The lumbar spine is responsible for forming the caudal flexible portion of the axial structure that supports the upper extremities, the head and the internal organs over a bipedal stance. The sacrum is known to act as a foundation of the spine, and the lumbar spine is responsible for supporting heavy loads in relation to the cross-sectional area. The anterior gravitational movement is resisted through the maintenance of lordosis in a neutral position. The lumbar spine doesnot have a lateral support and has significant mobility in coronal and sagittal planes. The intervertebral disk has the inner nucleus pulposus and the outer annulus fibrosis (Clarke er al., 2011). Bony projections that originate from the lumbar vertebra, including the transverse processes and spinous processes, are responsible for maintaining ligamentous and muscular connections to the segments below and above them (Cox, 2012).
Repeated torsional and eccentric loading in combination with recurrent microtrauma leads to circumferential and radial tears in annular fibers. Certain tears lead to endplate separation, causing significant loss of nuclear nutrition and hydration. The nuclear material might migrate out of the containment due to coalescence of circumferential tears into radial tears. Under such condition, the material enters the epidural space, leading to irritation and nerve root compression. With decrease in disk height, the posterior articulations are forced to bear greater percentages of the weight distribution. Under such conditions the bone growth is known to compensate for the augmented stress for stabilizing the trijoint complex. Lower back pain is suffered under such physiological condition. The healing process is not adequate as there is poor supply of blood.

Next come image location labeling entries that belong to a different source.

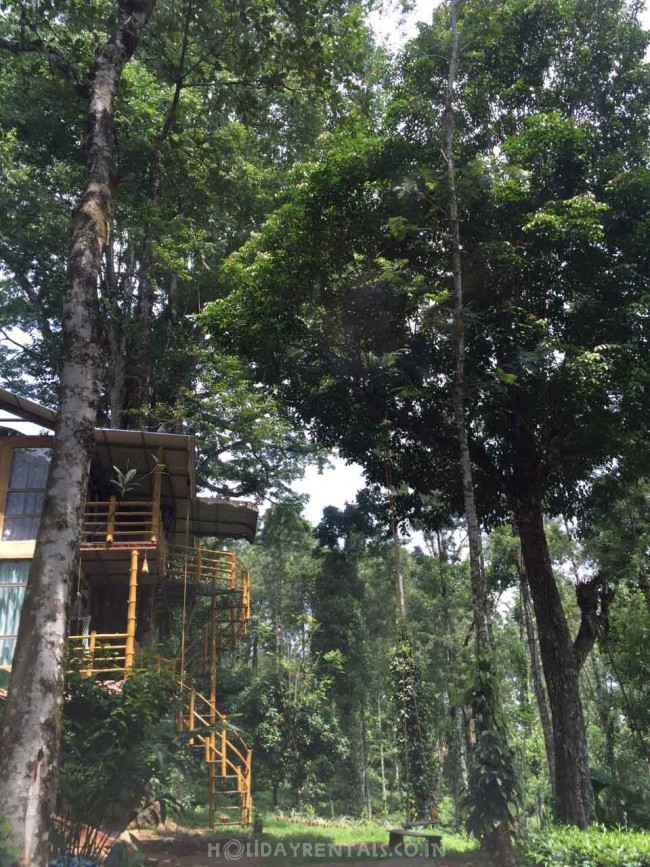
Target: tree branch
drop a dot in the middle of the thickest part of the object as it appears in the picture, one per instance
(594, 598)
(56, 61)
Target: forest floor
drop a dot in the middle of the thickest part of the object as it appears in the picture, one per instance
(181, 847)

Nonsteroidal anti-inflammatory drugs (NSAIDs) are a reputed group of therapeutic agents that have similar mode of actions even though they have different pharmacodynamics and structural profiles. NSAIDs are the first line of drugs for management of low back pain among other acute or chronic conditions where the patient is suffering from inflammation and pain. The drugs have an analgesic action that is associated with the inhibitory action of the drug on the enzymes synthesising prostaglandins. The drugs act as inhibitor of peripheral pain as they work through a potential analgesic pathway. Multiple mediators at the periphery trigger nociception when there are chemical, physical or electrical stimuli. Nociceptors are sensitized by synergistic actions of prostaglandins with other mediators. Analgesic action of NSAIDs is due to the commotion of the process of synthesis of central prostaglandins and other modulators in the nociceptive pathway (Takahashi et al., 2017). There also exists proof for the inhibitory impact of the drug on prostaglandin expression in cerebrospinal fluid due to N-methyl-D-aspartate (NMDA) receptor activation. Further, NSAIDs also has been proven to have inhibitory effect on the lipoxygenase pathway due to the presence of algogenic metabolites whose production is increased. The drug might interfere with G-protein-mediated signal,forming the rationale for an analgesic mechanism where prostaglandin synthesis inhibition does not have any role (Machado et al., 2017).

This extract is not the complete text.